洗い過ぎは繊維が絡まる一因。かんのさんは「なるべく汚さないように着て、洗うのは衣替え前に1回程度」だ。
熱い湯使わず たたんで洗う
とはいえ、しみ込んだにおいや汚れは洗って落とすしかない。様々な素材があるだけでなく、デザインが理由で水洗い不可の場合もあるので、まずはニットの洗濯表示を確認しよう。
水洗いOKの場合は自宅で洗える。「大事なニットはすべて自分で手洗いする」というかんのさんに、自宅で洗う際の注意点を聞いた。
ニットは形崩れを防ぐため、たたんで洗う。ぴったりのサイズにたたんで洗濯ネットに入れてもいい。縮む原因になるので熱い湯は使わない。表示を確認したうえで、おしゃれ着用の中性洗剤を水かぬるま湯に溶かし、数回押し洗いをする。汚れが気になる場合は10分ほどつけ置きする。脱水はたたんだまま洗濯機へ入れ、1分間稼働させる。

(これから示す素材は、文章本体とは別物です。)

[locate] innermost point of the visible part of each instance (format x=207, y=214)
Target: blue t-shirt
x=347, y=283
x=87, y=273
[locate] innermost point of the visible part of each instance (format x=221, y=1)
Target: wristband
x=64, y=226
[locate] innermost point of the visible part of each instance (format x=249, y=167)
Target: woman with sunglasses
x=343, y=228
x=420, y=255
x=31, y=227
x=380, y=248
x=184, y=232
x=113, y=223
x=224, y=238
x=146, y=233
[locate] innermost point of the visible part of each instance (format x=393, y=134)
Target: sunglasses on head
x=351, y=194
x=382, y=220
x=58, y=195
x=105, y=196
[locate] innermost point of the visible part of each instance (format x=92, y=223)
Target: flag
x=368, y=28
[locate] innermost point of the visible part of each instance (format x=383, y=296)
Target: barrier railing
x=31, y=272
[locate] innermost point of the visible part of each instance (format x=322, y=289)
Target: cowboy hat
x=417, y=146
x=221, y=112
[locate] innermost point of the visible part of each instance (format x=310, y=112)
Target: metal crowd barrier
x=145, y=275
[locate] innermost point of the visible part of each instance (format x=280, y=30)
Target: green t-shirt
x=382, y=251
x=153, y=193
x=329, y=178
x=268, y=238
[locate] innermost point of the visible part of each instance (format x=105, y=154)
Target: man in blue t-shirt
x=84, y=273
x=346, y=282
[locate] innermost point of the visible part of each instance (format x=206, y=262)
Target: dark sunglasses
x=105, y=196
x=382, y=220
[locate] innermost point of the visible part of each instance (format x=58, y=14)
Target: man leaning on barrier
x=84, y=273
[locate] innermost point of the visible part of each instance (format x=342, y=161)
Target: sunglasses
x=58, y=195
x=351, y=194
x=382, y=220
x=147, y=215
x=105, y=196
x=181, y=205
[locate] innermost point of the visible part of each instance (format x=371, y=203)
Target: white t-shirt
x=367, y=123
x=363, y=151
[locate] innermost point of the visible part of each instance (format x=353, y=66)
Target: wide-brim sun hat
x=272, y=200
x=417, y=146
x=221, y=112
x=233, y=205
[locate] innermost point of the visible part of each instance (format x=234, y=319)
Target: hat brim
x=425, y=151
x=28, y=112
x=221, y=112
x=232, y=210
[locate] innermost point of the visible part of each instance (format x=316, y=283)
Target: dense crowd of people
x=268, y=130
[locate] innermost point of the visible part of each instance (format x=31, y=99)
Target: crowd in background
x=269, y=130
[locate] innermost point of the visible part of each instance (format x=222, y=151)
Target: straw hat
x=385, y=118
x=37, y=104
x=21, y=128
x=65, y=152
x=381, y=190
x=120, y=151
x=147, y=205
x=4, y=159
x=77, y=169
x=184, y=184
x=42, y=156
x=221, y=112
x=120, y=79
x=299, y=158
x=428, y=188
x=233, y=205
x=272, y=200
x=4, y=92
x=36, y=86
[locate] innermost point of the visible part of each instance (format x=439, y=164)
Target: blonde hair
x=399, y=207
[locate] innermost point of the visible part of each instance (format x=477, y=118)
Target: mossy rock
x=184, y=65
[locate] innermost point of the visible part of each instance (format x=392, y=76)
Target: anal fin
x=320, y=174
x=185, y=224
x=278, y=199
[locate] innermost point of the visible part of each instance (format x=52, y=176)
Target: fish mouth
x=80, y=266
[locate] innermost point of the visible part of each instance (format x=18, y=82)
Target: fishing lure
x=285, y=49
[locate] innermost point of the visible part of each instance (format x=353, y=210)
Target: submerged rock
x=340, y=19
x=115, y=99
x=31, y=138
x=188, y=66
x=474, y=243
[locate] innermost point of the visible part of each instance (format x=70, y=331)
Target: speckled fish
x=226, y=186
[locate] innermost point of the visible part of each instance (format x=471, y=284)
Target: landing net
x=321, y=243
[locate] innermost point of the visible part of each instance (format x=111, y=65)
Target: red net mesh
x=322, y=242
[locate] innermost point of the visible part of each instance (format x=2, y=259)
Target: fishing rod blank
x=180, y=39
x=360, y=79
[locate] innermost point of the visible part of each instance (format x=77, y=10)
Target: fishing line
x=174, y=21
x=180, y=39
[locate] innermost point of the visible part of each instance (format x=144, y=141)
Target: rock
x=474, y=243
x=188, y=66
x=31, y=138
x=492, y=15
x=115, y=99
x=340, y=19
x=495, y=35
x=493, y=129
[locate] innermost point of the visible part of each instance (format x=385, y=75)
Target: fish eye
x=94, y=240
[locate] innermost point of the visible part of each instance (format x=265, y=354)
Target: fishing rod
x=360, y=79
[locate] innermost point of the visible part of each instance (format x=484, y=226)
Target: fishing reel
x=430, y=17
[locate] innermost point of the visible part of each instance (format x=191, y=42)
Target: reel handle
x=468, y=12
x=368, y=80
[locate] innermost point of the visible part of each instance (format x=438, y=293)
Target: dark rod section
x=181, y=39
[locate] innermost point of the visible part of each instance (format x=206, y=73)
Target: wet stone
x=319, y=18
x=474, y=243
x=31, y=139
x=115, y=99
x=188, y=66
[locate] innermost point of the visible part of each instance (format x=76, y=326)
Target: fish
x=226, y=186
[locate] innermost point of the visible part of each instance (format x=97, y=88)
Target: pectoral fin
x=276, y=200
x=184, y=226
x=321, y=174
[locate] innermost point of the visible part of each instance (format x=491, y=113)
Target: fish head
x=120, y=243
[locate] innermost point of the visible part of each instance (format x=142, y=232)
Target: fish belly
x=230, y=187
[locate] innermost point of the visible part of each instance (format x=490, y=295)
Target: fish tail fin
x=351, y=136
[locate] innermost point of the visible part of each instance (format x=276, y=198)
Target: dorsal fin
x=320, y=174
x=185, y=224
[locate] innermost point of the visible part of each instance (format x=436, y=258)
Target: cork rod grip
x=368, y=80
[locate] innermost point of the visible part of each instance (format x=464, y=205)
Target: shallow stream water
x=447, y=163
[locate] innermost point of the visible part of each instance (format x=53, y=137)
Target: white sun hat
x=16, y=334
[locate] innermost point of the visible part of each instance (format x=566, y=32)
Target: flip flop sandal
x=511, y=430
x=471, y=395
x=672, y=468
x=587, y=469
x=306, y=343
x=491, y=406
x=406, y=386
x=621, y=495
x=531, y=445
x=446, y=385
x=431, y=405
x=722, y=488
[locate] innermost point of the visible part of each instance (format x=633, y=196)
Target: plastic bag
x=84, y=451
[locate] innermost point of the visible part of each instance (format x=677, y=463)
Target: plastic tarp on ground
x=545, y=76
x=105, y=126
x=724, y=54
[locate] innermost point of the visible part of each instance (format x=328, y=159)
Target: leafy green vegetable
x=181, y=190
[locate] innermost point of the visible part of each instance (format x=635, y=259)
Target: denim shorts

近藤さんは「脱水後、柔軟剤を溶かした水で押し洗いし、再び脱水して干すとふっくらする」とアドバイスする。
乾かすときは水の重みで形崩れしないように平らに風通しのよいところに広げる。かんのさんは2本の物干しざおを使って平干ししている。「平干しネットか、ソファの背もたれやビーズクッションにタオルを敷き、上に広げる方法もある」(近藤さん)
特に大事なニットについて、かんのさんは煙やにおいが出る飲食店や汗をかくシーンでは着ていくのを避けている。近藤さんは「帰宅後すぐブラッシングし、風通しのよいところに陰干しするだけで軽いにおいはとれる」という。
毛玉ができにくい着方もある。コートは裏地があるゆったりサイズを選ぶほか、「ジャケットなどをはおり、バッグやリュックがニットに直接触れないようにすること」(近藤さん)。少し気をつけてお気に入りを長く楽しもう。